Extreme Weakly Supervised Binary Semantic Image Segmentation Via One-Pixel Supervision

Publication date: 15/04/2025 - DOI: 10.2139/ssrn.5217487

Despite recent advancements, Unsupervised Semantic Segmentation (USS) methods still exhibit a significant performance deficit compared to supervised approaches, particularly in binary semantic segmentation. This limitation arises because, without supervision, USS methods struggle to distinguish foreground from background image regions, particularly when the foreground contains small or uncommon objects. This issue is addressed by our proposed Extremely Weakly Supervised Binary Semantic Segmentation (EWS) framework. EWS expects minimal supervision, consisting only of a small set of one-pixel annotations explicitly belonging to the foreground class across the entire image dataset. Our approach leverages these one-pixel annotations and employs two contrastive losses to map visual transformer features into well-separated foreground and background feature clusters. Additionally, we propose a novel loss function to eliminate the need for hyperparameter tuning of the contrastive loss threshold, by dynamically computing it based on the similarity between the input image features. Even if we employ employ a single one-pixel annotation, EWS achieves competitive results in binary segmentation tasks while maintaining low computational costs, making it an efficient solution for critical segmentation applications.
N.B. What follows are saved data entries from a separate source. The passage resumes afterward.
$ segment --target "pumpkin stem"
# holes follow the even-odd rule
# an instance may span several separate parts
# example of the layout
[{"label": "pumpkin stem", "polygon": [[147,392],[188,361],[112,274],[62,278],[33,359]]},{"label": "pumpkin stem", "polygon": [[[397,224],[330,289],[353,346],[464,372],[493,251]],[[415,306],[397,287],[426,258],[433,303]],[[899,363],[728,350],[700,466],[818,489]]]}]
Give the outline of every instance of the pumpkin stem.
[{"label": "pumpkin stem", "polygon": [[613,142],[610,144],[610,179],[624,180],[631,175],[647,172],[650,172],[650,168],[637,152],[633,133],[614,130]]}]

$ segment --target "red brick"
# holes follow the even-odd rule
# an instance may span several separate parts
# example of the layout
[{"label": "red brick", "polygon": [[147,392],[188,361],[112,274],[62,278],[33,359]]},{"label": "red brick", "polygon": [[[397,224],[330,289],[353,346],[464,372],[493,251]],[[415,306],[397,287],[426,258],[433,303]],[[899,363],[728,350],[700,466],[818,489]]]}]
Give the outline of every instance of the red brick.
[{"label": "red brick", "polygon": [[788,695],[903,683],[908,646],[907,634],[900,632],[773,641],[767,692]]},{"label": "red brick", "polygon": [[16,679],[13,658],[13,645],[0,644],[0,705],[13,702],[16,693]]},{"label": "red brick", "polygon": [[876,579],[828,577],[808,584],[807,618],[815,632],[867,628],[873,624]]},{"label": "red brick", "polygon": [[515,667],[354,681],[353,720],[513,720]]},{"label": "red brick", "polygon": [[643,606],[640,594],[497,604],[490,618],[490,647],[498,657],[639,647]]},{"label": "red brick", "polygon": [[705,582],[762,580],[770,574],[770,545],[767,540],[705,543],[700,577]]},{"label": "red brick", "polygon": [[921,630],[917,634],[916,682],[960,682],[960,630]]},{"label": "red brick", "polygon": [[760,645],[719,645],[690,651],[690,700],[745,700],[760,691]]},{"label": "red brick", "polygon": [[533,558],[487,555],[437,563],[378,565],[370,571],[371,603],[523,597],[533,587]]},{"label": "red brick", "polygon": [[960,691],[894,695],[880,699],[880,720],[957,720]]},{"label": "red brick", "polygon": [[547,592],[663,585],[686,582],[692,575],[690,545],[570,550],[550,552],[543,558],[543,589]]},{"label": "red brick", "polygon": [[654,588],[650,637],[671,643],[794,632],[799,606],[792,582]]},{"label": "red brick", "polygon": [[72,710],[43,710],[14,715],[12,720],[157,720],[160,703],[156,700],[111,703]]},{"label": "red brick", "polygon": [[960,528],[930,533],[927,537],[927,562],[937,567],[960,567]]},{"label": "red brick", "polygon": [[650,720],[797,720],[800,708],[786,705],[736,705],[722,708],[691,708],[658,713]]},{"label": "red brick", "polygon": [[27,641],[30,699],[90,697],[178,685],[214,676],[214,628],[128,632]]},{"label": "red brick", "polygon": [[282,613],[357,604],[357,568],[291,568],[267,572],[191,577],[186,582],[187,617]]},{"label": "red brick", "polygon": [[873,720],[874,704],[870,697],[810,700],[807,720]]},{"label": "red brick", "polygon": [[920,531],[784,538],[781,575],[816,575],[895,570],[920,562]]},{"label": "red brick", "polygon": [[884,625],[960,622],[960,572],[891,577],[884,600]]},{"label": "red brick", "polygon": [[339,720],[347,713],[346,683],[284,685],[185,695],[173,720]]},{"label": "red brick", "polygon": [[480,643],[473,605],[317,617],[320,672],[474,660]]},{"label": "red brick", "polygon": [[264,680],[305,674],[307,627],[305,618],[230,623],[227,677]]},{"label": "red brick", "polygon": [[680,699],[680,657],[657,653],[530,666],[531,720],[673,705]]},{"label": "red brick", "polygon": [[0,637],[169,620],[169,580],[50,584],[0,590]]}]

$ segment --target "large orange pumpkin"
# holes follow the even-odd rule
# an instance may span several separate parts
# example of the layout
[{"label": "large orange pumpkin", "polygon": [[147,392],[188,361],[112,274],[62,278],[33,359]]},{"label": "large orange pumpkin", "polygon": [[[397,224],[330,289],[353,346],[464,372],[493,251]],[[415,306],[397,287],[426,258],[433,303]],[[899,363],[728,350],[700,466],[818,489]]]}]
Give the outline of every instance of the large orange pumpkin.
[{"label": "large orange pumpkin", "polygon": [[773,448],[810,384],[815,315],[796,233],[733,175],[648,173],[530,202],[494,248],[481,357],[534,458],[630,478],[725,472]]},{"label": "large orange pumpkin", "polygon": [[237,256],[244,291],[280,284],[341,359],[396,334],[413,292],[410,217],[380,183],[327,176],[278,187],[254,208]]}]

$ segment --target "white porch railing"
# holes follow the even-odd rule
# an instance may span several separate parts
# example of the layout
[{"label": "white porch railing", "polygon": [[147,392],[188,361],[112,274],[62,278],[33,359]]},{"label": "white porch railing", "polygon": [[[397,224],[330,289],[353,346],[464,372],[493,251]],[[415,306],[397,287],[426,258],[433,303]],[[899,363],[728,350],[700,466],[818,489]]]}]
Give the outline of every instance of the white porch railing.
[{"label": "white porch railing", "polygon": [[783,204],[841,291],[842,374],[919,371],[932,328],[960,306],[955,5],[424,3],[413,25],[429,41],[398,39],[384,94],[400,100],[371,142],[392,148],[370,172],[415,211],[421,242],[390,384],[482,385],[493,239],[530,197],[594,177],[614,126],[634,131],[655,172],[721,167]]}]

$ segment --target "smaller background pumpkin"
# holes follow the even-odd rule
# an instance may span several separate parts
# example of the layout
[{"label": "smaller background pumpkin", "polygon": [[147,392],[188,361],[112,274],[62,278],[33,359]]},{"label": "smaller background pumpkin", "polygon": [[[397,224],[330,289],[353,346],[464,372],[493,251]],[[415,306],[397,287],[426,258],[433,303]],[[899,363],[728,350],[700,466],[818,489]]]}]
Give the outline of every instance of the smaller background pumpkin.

A Decentralized Sharding BFT Consensus Approach, for Efficient Decentralized DNN Inference Classification

Papaioannou, Dimitrios; Mygdalis, Vasileios; Pitas, Ioannis
Publication date: 25/04/2025 - DOI: 10.5281/zenodo.15281260

The security and trustworthiness of participating DNN nodes are often overlooked during the design of modern Decentralized Deep Neural Networks (D-DNN). This paper introduces a shard-based distributed consensus protocol specifically tailored for DNN nodes operating over unreliable communication links. The proposed approach enhances D-DNN scalability, by enabling D-DNN systems having a large number of DNN nodes. This is achieved through a hierarchical consensus mechanism that partitions the D-DNN network into sub-networks (shards), leveraging Out-of-Distribution (OOD) detectors to localize and isolate the consensus process within each shard. Rather than randomly allocating DNN nodes into shards, the OOD detector can be employed to identify and group nodes with similar domain knowledge. This approach improves the overall D-DNN system robustness, by identifying and isolating malicious DNN nodes or once that have poor performance for a specific DNN task. Experimental results demonstrate improvements in the D-DNN system’s classification accuracy and reliability.